Fiz esse pequeno preâmbulo apenas para reforçar que, nesse momento, o Brasil tem se encaminhado na contramão do desejável para o estabelecimento de um novo patamar de civilização. Com efeito, temos vivido um processo, não de busca pela Razão, mas de fortalecimento do que poderíamos chamar de “desrazão”. O aumento do ódio e da intolerância, o bloqueio ao diálogo, a incapacidade de reflexão, e a confusão entre justiça e vingança prevalecem. A aprovação, nesta quarta-feira, da PEC da redução da maioridade penal é (mais) um evidente exemplo do irracionalismo proto-fascista que tomou conta da sociedade brasileira no último período. Não que esta irracionalidade não existisse antes. Pelo contrário, ele sempre esteve aí, sob vestes variadas: na conservação de uma desigualdade obscena, nos múltiplos preconceitos, na violência simbólica... Mas, nos últimos tempos, essa “desrazão” ganhou ainda mais força e eco. Deixou de ser algo quase exclusivamente exercido por uma parcela (ainda que a parcela dominante) da sociedade e se capilarizou por todos os segmentos.

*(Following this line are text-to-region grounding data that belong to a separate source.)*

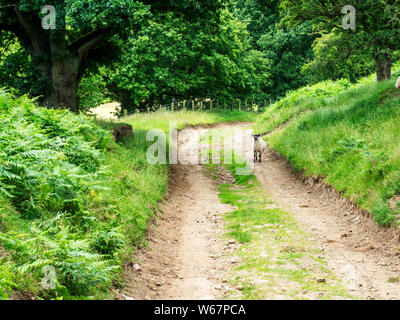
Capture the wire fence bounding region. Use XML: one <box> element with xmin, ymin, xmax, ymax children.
<box><xmin>122</xmin><ymin>98</ymin><xmax>273</xmax><ymax>117</ymax></box>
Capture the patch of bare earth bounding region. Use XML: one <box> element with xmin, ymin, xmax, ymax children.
<box><xmin>89</xmin><ymin>102</ymin><xmax>120</xmax><ymax>120</ymax></box>
<box><xmin>255</xmin><ymin>145</ymin><xmax>400</xmax><ymax>300</ymax></box>
<box><xmin>121</xmin><ymin>127</ymin><xmax>235</xmax><ymax>300</ymax></box>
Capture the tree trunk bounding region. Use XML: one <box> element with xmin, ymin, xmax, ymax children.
<box><xmin>10</xmin><ymin>7</ymin><xmax>114</xmax><ymax>113</ymax></box>
<box><xmin>41</xmin><ymin>33</ymin><xmax>82</xmax><ymax>112</ymax></box>
<box><xmin>119</xmin><ymin>90</ymin><xmax>135</xmax><ymax>114</ymax></box>
<box><xmin>376</xmin><ymin>52</ymin><xmax>392</xmax><ymax>82</ymax></box>
<box><xmin>44</xmin><ymin>56</ymin><xmax>81</xmax><ymax>112</ymax></box>
<box><xmin>147</xmin><ymin>94</ymin><xmax>155</xmax><ymax>111</ymax></box>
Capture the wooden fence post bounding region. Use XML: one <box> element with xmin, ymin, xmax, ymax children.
<box><xmin>238</xmin><ymin>99</ymin><xmax>241</xmax><ymax>111</ymax></box>
<box><xmin>183</xmin><ymin>100</ymin><xmax>186</xmax><ymax>111</ymax></box>
<box><xmin>231</xmin><ymin>98</ymin><xmax>234</xmax><ymax>111</ymax></box>
<box><xmin>123</xmin><ymin>109</ymin><xmax>128</xmax><ymax>117</ymax></box>
<box><xmin>171</xmin><ymin>102</ymin><xmax>174</xmax><ymax>112</ymax></box>
<box><xmin>192</xmin><ymin>100</ymin><xmax>195</xmax><ymax>110</ymax></box>
<box><xmin>210</xmin><ymin>100</ymin><xmax>213</xmax><ymax>112</ymax></box>
<box><xmin>200</xmin><ymin>100</ymin><xmax>203</xmax><ymax>111</ymax></box>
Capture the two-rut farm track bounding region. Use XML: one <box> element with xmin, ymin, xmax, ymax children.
<box><xmin>121</xmin><ymin>124</ymin><xmax>400</xmax><ymax>300</ymax></box>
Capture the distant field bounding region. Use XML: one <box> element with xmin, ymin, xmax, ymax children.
<box><xmin>115</xmin><ymin>110</ymin><xmax>258</xmax><ymax>133</ymax></box>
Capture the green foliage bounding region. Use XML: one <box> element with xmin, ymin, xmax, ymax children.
<box><xmin>77</xmin><ymin>73</ymin><xmax>110</xmax><ymax>111</ymax></box>
<box><xmin>0</xmin><ymin>90</ymin><xmax>108</xmax><ymax>217</ymax></box>
<box><xmin>0</xmin><ymin>32</ymin><xmax>47</xmax><ymax>98</ymax></box>
<box><xmin>302</xmin><ymin>32</ymin><xmax>375</xmax><ymax>83</ymax></box>
<box><xmin>92</xmin><ymin>229</ymin><xmax>126</xmax><ymax>256</ymax></box>
<box><xmin>0</xmin><ymin>227</ymin><xmax>119</xmax><ymax>297</ymax></box>
<box><xmin>0</xmin><ymin>0</ymin><xmax>224</xmax><ymax>110</ymax></box>
<box><xmin>232</xmin><ymin>0</ymin><xmax>316</xmax><ymax>100</ymax></box>
<box><xmin>0</xmin><ymin>89</ymin><xmax>123</xmax><ymax>297</ymax></box>
<box><xmin>0</xmin><ymin>244</ymin><xmax>20</xmax><ymax>299</ymax></box>
<box><xmin>258</xmin><ymin>21</ymin><xmax>315</xmax><ymax>98</ymax></box>
<box><xmin>104</xmin><ymin>10</ymin><xmax>271</xmax><ymax>111</ymax></box>
<box><xmin>230</xmin><ymin>0</ymin><xmax>279</xmax><ymax>49</ymax></box>
<box><xmin>0</xmin><ymin>90</ymin><xmax>169</xmax><ymax>298</ymax></box>
<box><xmin>255</xmin><ymin>62</ymin><xmax>400</xmax><ymax>134</ymax></box>
<box><xmin>280</xmin><ymin>0</ymin><xmax>400</xmax><ymax>80</ymax></box>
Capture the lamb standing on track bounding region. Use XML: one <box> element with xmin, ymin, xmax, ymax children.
<box><xmin>253</xmin><ymin>134</ymin><xmax>266</xmax><ymax>163</ymax></box>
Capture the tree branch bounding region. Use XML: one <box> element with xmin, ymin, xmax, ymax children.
<box><xmin>69</xmin><ymin>28</ymin><xmax>116</xmax><ymax>58</ymax></box>
<box><xmin>13</xmin><ymin>6</ymin><xmax>48</xmax><ymax>55</ymax></box>
<box><xmin>0</xmin><ymin>4</ymin><xmax>16</xmax><ymax>9</ymax></box>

De fato, quando a esmagadora maioria da população acredita – e acredita mesmo – que a solução para o problema da violência no Brasil é abarrotar ainda mais um sistema carcerário falido, que já opera acima de sua capacidade e é incapaz de recuperar quem quer que seja; quando essa população se nega a considerar argumentos e estatísticas que provam a ineficácia de uma medida como a da redução da maioridade penal (e os riscos que ela carrega de modo subjacente); e ainda aplaude a aprovação dessa medida a partir de um golpe em nossa própria democracia; só podemos concluir que a razão perdeu. A justiça foi substituída pela vingança. O respeito pelo ódio. O diálogo pela força. O pensamento pela irreflexão. Ao fim e ao cabo, o que a maior parte dos deputados fez, nesta quarta-feira, após a violação regimental (mais uma!) empreendida por Eduardo Cunha*, nada mais foi do que exprimir a irracionalidade que perigosamente atravessa nossa sociedade e ameaça, como nunca, nossa claudicante democracia.

PS: como postei nas redes sociais, após o ocorrido na noite de ontem, sugiro essa nova redação do Artigo 1º, parágrafo único, da Constituição Federal: "Todo o poder emana do Cunha, que o exerce por meio de repre$entante$ eleito$ ou diretamente, nos termos que bem lhe aprouver”.